He stood and drew up to his full height, shoulders wide. “I am your king.”
“Thorin don’t-”
“And they have already said yes. Contracts signed and dried.”
“Get out.” She shook with fury, pointing a trembling hand at the door. Out!"
~ ~ ~ ~
Dis stayed at her forge late, long after she sent Litr and Anar home, furiously sweeping ashes and sharpening knives almost past the point of sharpness. The sun was well set by the time she made her way home.
The forge was on the outskirts, the further most outdoor structure, completely free standing in a field before the edge northern woods. The hill sloped a bit toward it, leveled out, then sloped further down to the the woods. Along the steep path to Ered Luin proper, the packed dirt changing to stone steps at the edge of the settlement, where the homes were set in a spiral pattern up the side of mountain.
With one hand along the wall, Dis could find her way home blindfolded, . Whitewash paint on the stone walls, patterns that might have been done with chisel and hammer in better times.
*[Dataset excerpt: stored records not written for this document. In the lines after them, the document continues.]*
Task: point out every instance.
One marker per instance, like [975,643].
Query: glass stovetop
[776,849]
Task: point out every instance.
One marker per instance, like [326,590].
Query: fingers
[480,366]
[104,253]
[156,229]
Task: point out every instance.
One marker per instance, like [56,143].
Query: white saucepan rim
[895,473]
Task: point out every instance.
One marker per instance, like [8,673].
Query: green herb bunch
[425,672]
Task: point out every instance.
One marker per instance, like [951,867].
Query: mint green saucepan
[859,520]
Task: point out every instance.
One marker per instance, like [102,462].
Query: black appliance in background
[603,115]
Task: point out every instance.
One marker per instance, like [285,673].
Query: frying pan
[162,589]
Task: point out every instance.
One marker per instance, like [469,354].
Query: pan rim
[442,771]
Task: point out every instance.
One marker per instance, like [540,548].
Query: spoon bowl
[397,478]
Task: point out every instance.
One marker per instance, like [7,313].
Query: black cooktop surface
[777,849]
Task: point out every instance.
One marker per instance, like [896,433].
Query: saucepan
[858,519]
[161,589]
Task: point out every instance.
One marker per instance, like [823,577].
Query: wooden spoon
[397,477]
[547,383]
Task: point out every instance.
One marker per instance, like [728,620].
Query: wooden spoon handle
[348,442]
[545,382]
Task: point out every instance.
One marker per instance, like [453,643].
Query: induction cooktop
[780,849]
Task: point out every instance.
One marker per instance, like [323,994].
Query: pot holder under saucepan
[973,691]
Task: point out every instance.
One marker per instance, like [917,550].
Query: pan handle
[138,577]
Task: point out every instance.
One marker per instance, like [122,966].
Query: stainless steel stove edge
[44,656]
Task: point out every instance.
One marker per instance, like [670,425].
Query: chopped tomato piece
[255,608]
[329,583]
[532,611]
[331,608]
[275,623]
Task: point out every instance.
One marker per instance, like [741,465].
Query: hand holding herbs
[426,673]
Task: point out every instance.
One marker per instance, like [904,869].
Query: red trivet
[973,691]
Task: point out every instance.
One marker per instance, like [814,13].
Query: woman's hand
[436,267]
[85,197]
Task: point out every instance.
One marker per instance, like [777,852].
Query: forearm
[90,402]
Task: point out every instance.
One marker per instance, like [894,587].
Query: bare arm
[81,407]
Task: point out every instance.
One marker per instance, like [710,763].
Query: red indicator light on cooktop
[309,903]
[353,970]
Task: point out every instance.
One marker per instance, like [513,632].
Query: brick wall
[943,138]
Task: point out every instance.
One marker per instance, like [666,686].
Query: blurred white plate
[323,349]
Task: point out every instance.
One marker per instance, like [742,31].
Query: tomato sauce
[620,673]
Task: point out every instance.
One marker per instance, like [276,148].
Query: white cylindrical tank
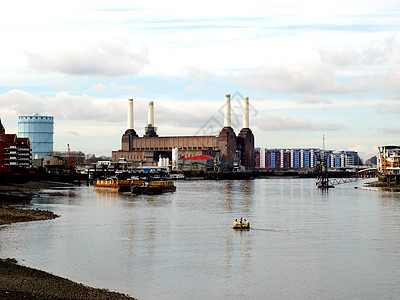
[227,121]
[174,159]
[151,113]
[159,164]
[246,112]
[40,131]
[130,114]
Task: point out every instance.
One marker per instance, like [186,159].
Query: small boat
[321,185]
[153,187]
[241,224]
[113,185]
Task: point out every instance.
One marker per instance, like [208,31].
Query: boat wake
[268,229]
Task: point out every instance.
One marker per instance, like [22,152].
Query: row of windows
[36,118]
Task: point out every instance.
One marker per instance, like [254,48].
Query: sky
[310,69]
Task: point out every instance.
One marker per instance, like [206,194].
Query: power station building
[39,130]
[229,150]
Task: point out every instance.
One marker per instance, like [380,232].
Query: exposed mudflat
[19,282]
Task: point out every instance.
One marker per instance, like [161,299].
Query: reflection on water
[304,243]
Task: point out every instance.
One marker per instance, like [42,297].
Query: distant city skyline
[309,68]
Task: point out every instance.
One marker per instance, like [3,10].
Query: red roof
[199,157]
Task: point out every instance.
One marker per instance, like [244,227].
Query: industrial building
[389,160]
[15,153]
[39,130]
[303,158]
[230,151]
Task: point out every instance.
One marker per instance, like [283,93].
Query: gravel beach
[20,282]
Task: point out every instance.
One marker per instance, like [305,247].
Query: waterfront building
[231,151]
[15,153]
[303,158]
[39,130]
[388,160]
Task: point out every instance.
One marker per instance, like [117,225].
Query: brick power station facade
[228,147]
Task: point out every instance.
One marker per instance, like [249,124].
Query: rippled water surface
[304,243]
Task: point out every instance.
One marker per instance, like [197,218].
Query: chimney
[227,121]
[246,112]
[130,114]
[151,114]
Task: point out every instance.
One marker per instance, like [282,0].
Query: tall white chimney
[227,121]
[151,114]
[246,112]
[130,114]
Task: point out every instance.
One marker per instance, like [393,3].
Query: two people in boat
[241,220]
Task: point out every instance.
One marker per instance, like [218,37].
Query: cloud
[311,99]
[121,88]
[384,108]
[390,130]
[198,75]
[391,80]
[20,101]
[99,88]
[303,78]
[108,57]
[377,53]
[274,122]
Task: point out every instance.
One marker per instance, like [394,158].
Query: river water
[304,243]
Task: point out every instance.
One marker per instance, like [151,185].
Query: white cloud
[390,130]
[106,56]
[121,88]
[292,77]
[198,75]
[274,122]
[384,108]
[99,88]
[311,99]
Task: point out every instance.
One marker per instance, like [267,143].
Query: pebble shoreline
[20,282]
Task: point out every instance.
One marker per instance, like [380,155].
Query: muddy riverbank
[20,282]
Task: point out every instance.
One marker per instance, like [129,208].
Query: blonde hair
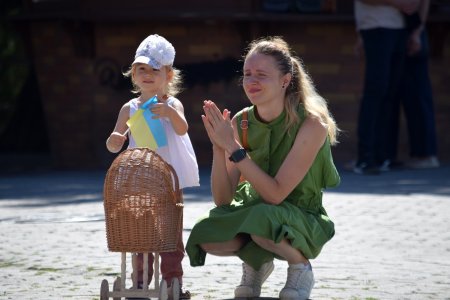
[301,88]
[173,88]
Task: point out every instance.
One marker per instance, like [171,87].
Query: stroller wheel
[104,290]
[163,290]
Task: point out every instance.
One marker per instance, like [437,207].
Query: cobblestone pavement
[392,239]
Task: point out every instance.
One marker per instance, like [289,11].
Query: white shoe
[299,283]
[424,163]
[252,281]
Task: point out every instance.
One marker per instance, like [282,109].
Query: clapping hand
[217,125]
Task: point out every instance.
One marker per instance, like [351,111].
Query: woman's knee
[263,242]
[226,248]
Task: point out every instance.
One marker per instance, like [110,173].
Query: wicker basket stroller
[143,214]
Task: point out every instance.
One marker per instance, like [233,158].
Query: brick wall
[79,71]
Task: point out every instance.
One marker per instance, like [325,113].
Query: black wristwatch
[238,155]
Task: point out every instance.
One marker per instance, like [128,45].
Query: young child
[152,73]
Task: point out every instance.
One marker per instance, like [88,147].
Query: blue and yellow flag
[146,131]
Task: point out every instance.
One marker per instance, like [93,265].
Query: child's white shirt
[179,151]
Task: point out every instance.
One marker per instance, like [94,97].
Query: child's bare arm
[117,138]
[175,115]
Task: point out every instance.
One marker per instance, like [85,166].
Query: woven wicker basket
[143,203]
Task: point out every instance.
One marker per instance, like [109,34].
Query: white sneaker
[424,163]
[299,283]
[252,281]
Some of the nicer homes had carved handrails, chiseled patterns. Broadbeam homes had the square lattice pattern, Longbeards a diamond or hexagonal knot. Most of the lights were already out, past time that even a drunk would be abed or at least trying to get there, and the few dwarves she passed in the lane squinted at her in the low light and nodded a wobbly greeting.
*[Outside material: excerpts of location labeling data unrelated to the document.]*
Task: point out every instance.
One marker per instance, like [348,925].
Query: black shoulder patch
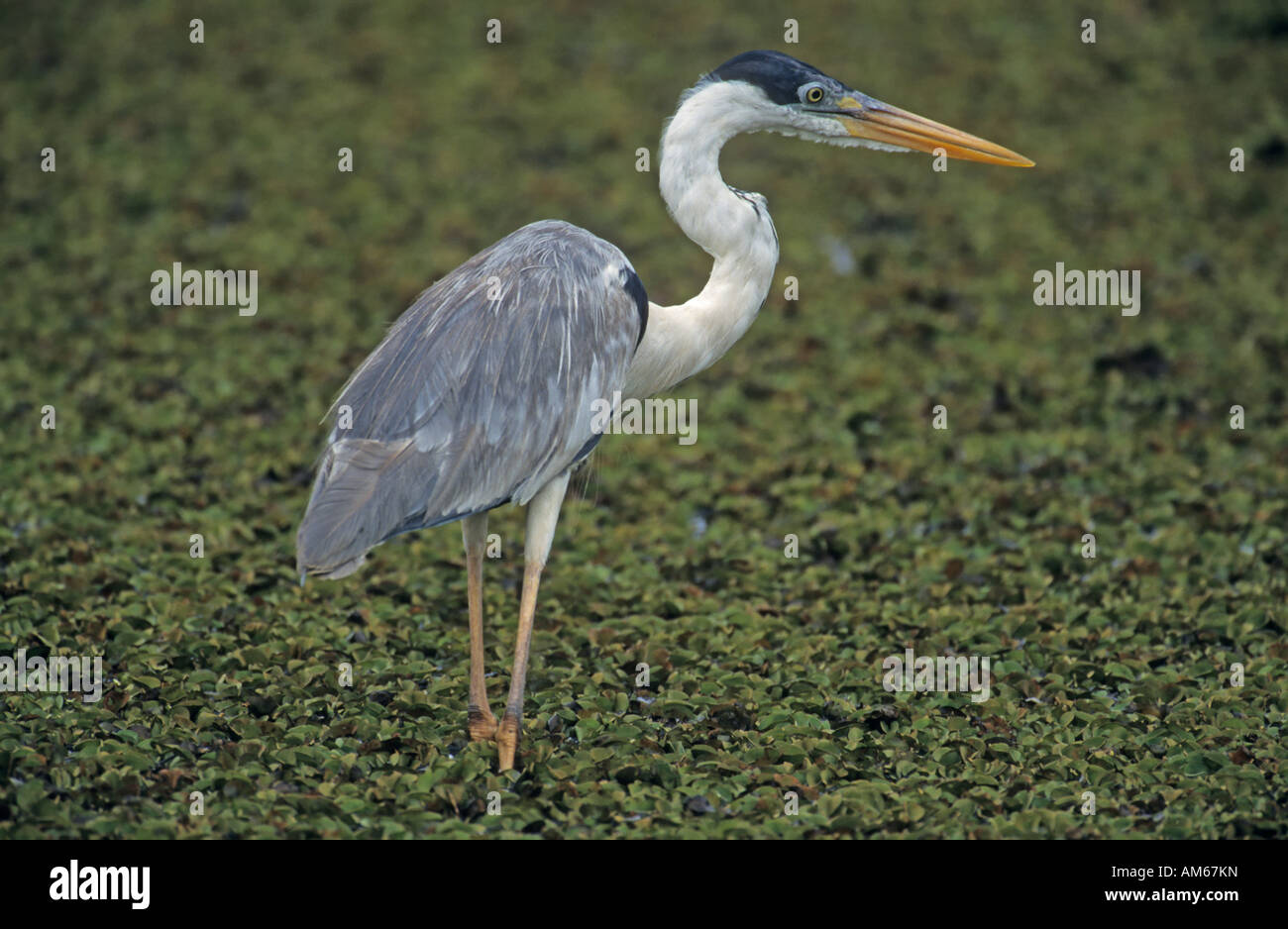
[632,284]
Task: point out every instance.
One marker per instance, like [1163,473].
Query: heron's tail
[361,497]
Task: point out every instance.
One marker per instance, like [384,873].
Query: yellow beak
[876,121]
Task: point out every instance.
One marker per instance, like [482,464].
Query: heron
[482,391]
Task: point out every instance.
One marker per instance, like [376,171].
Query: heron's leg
[482,723]
[542,516]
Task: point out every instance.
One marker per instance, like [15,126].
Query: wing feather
[480,394]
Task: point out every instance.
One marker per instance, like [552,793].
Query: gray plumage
[480,394]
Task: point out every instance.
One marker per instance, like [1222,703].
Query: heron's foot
[482,725]
[507,739]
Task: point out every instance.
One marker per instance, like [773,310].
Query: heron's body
[483,391]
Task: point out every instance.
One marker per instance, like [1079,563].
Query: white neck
[733,228]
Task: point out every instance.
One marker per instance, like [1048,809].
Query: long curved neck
[732,227]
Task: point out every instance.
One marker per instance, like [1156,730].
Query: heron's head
[795,98]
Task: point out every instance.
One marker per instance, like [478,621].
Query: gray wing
[481,392]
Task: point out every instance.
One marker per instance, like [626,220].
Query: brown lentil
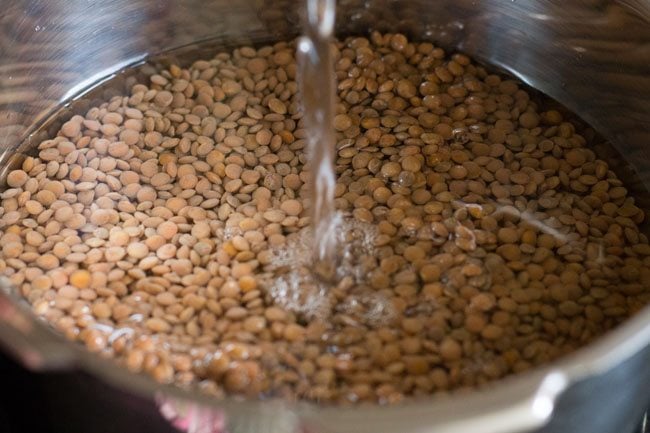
[496,235]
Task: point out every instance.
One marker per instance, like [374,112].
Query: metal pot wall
[591,55]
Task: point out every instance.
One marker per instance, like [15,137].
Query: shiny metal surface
[591,55]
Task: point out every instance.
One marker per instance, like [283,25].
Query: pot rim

Gloin's home was the nicest rail on her route, she enjoyed running her fingers along the crisp edges, but at the corner he'd allowed his young son to take over the design work and it was a bit crooked. The last dental was missing a notch, taken out by an unskilled chisel. After that notch was the smooth walls of the mountain proper, the set of stairs up and up to painted sheen of the long council room, or another set of steps to continue on past more homes in the lower sections, counting the steps as the stone facades gave way to wooden fronts like her own.
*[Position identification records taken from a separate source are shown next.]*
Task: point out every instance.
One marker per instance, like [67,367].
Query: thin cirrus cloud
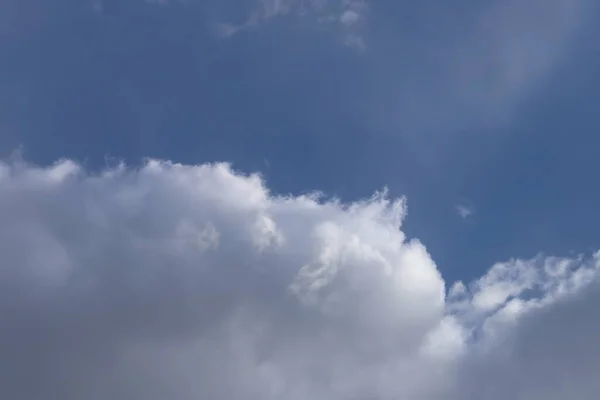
[453,68]
[185,282]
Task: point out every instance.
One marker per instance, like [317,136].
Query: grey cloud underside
[191,282]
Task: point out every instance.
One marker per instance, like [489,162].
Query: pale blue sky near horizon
[490,107]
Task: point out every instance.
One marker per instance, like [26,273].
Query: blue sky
[140,258]
[487,107]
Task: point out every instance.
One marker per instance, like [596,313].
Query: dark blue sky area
[492,110]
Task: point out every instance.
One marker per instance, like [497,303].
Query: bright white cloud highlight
[186,282]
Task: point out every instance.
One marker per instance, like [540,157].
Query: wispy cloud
[349,15]
[464,211]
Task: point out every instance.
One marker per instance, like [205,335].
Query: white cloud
[189,282]
[348,13]
[464,211]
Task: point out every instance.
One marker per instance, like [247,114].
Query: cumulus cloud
[186,282]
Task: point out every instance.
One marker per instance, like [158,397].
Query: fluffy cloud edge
[165,263]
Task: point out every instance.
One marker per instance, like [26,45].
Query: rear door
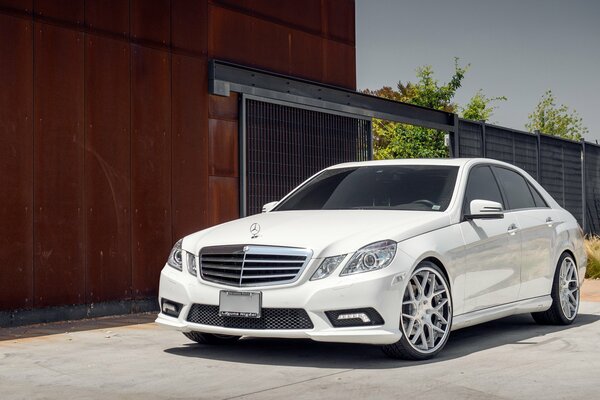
[492,247]
[536,223]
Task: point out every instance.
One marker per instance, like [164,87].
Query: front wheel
[565,294]
[209,338]
[426,316]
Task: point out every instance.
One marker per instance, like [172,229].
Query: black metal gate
[282,145]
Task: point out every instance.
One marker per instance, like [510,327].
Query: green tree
[480,107]
[556,120]
[397,140]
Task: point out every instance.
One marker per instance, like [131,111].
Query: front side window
[393,187]
[515,188]
[481,186]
The fire was banked, her sons snoring deeply in their bedroom, and Thorin had his bedroll laid out in front of the stove. She normally offered him her bed and took the armchair, but tonight there was something very satisfying looking down at his feet sticking out from under the table.
She kicked her boots off at the door and made her way to her bedroom, too exhausted to bother changing and collapsed on top of her blanket, asleep the moment her head touched pillow.
~ ~ ~ ~
What did Dís remember of the fall of Erabor?
Single snapshots of memory unconnected to her life before or after; terrible heat and fire
the press of a diadem digging into her head, the softness of the fur stole she buried her face in, eyes clenched shut,
the bruising grip of Thorin's arm around her middle, the coarse strands of his hair against her forehead,
Frerin's sharp elbow in her shoulder, the huh huh huh of her brother's panicked breaths,
A scream rising in the air around her, a little girl’s wail that stayed ringing in her ears..
~ ~ ~ ~
Dis shuffled into the outer room, still in grimy clothes she wore yesterday, the water basin in her room freshly muddy by the dirt from her face and hands. She had splashed water on her face, but felt no better nor no more awake. Thorin was already up standing at the stove, a pot of water set for boiling and two mugs out on the table.
“Coffee.” she croaked, her throat rasping painfully.
“Tincture for your throat,” her brother corrected, gesturing to the battered tin next to the mugs. It must have come from his pack. “Oin says it’s good for sore throats.”
“Save your tea, I'll take coffee.” she waved him off. Tea and poultices... nothing had ever done her voice any good. ”Did I wake the boys?”
“No, they sleep heavily. It's a trait that will do them well on the road.” He paused, looking over at her, taking in the circles under the eyes, putting it together with the shout that must have woken him up, “Have you--”
Dis ignored him and walked right out, shutting the door behind her. Mahal, she could still be petty, nothing riled Thorin like being ignored.
Her half stone, half wood house like so many in the settlement was little more than two alcoves built into the safety of rock, with outward wooden room where the stove and table sat. Dawn was just lighting the crisp air and the weak light picked up the blue tint to the wooden door and the blue knot worked around the walls.
She had traced those walls on her long dark walks to the forge, before the sun was up. She knew each stone, each chiseled inch of the mines in Ered Luin, every dwarf. Her role was not like Thorin's , to labor in villages of Men, drifting each winter and summer, speaking with strangers of other races. The last time she spoke directly with someone who not a dwarf was almost sixty years ago, when her boys were scrawny big eyed dwarflings able only to speak Westron and too shy to speak to anyone they did not know.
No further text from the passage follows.